The thing is, no matter how much we gripe and groan and go for the jugulars of the idiots who come up with this nonsense (and believe me I have gone for more jugulars of ivory-tower-dwelling-out-of-touch-with-the-real-world-utterly-pointless-rule-devising-idiots than an XL Bully on anabolic steroids), they and we know that we will end up doing the work. Because at heart, most of us are soft-touch cardigan wearers who want the best for our patients.

On a completely unrelated matter, I see shadow health secretary Wes Streeting has just done a screeching U-turn on scrapping the GP partnership model. I can’t say I’m surprised – who else would do this job?

Dr David Turner is a GP in Hertfordshire. Read more of his blogs here


          

READERS' COMMENTS [9]

Please note, only GPs are permitted to add comments to articles

David Church 23 October, 2023 6:43 pm

How on earth would it help a national shortage of weight loss drugs if a non-expert prescribes them inexpertly, so that thye are likely to be used less efficiently and waste quantities of these, apparently nationally scare, drugs.
That is a specialist who has lost the plot completely, and is unfit to practice medicine due to cerebral malfunction.
I hope the GMC detects them and ensures replacement with a more functional model – perhaps a bully-XL patient chaser??
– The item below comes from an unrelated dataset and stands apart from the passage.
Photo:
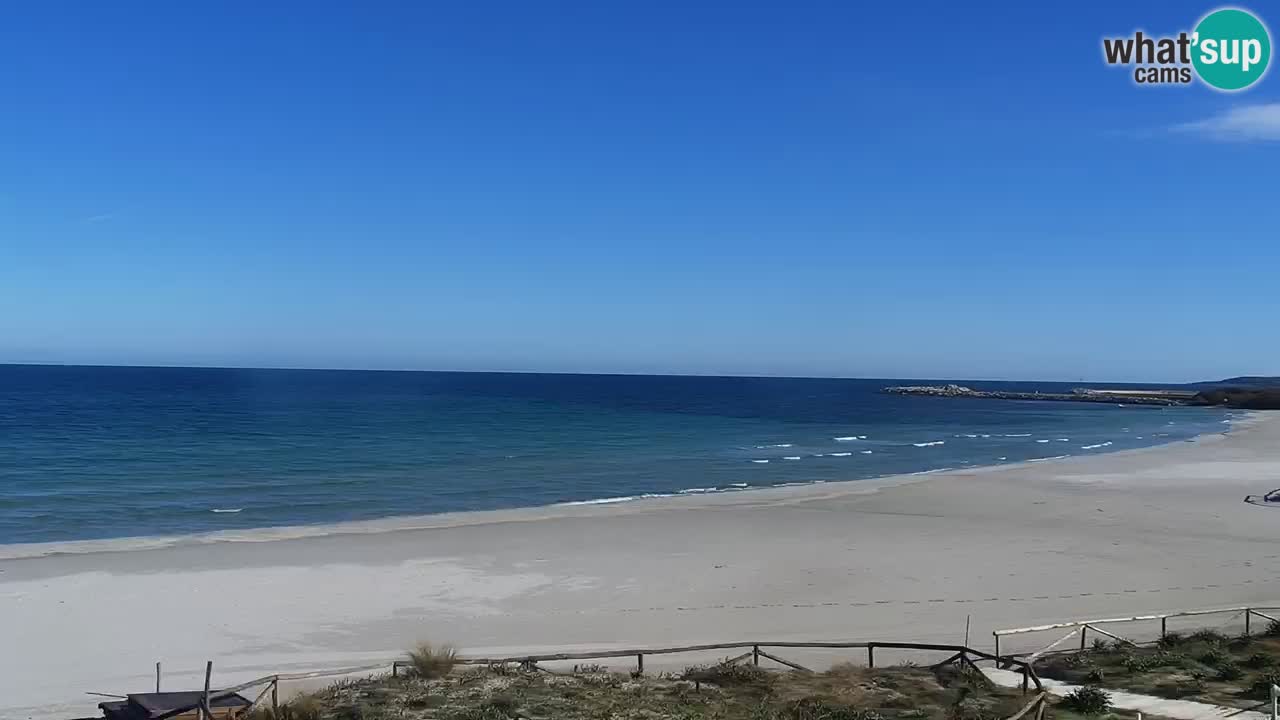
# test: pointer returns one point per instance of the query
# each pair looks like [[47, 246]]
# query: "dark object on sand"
[[146, 706], [1271, 499]]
Karen Potterton 23 October, 2023 9:58 pm

GLP-1 RAs are forbidden fruit now anyway, even for diabetics, let alone non diabetic fatties. That’s an easy ‘No’. Sad to see crem money going though. Well chosen target because any resistance on our part will impact bereaved relatives.

Angus Ross 24 October, 2023 7:14 am

Ironic that when politicians want patient centred are, we are increasingly getting GP centred care.
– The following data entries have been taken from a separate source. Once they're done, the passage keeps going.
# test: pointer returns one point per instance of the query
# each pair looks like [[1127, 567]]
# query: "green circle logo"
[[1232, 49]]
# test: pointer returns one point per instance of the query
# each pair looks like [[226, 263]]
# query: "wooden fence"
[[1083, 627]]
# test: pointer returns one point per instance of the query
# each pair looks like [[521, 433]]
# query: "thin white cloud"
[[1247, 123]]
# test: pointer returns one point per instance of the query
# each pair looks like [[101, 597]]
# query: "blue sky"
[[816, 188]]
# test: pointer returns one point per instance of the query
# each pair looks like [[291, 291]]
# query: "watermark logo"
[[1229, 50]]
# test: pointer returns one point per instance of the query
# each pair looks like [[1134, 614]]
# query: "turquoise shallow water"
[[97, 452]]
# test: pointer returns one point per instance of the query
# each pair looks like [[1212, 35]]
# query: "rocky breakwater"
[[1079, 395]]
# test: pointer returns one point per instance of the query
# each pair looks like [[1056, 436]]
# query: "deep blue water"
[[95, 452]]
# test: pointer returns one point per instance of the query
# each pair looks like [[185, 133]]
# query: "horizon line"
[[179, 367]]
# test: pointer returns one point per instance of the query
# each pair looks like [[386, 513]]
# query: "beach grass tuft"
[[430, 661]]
Monica Stevens 25 October, 2023 2:56 pm

GP centred care is what the GP can manage to fit into his 12+ hour day. It certainly is not helpful to GPs who are run ragged trying to manage all the requests from secondary care, and increasingly complex GP patients, all in the elastic ten minute consultations.

R B 25 October, 2023 6:47 pm

I wonder why the requests keep coming when we continually moan but acquiesce? A soft touch is completely correct, but ultimately this inability to say’No’ has been to the detriment of our patients and the care we are able to provide. A total lack of gumption from a profession that still prizes keeping people happy above sound clinical and non clinical decision making. Only ourselves to blame I’m afraid!
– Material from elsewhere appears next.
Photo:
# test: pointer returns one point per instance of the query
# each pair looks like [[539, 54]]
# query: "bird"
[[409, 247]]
The Locum 26 October, 2023 12:53 am

Stop doing cremation forms. Non contractual. Let the examiner do them. Why on earth would you do these if not paid?

Decorum Est 26 October, 2023 10:33 pm

Agree with R B
Be a good GP and say ‘NO’ to everything else. Hard to do but etc…

David Jarvis 27 October, 2023 11:38 am

For the cremation stuff I increasingly feel minded to say I am just not happy to opine on the cause of death. Over to you.

a S 27 October, 2023 8:39 pm

with regard to cremation form. Fine I’ll fill it for free but then it’s your responsibilty to get the form to me. No i wount be taking time out of my busy day unpaid to drive to you, use up my expensive petrol , fill in the form then drive back to surgery so I end up finishing way past 6pm time I am paid till. You can eather post it to me and we’ll post it back with 1 week turn around or do it yourself.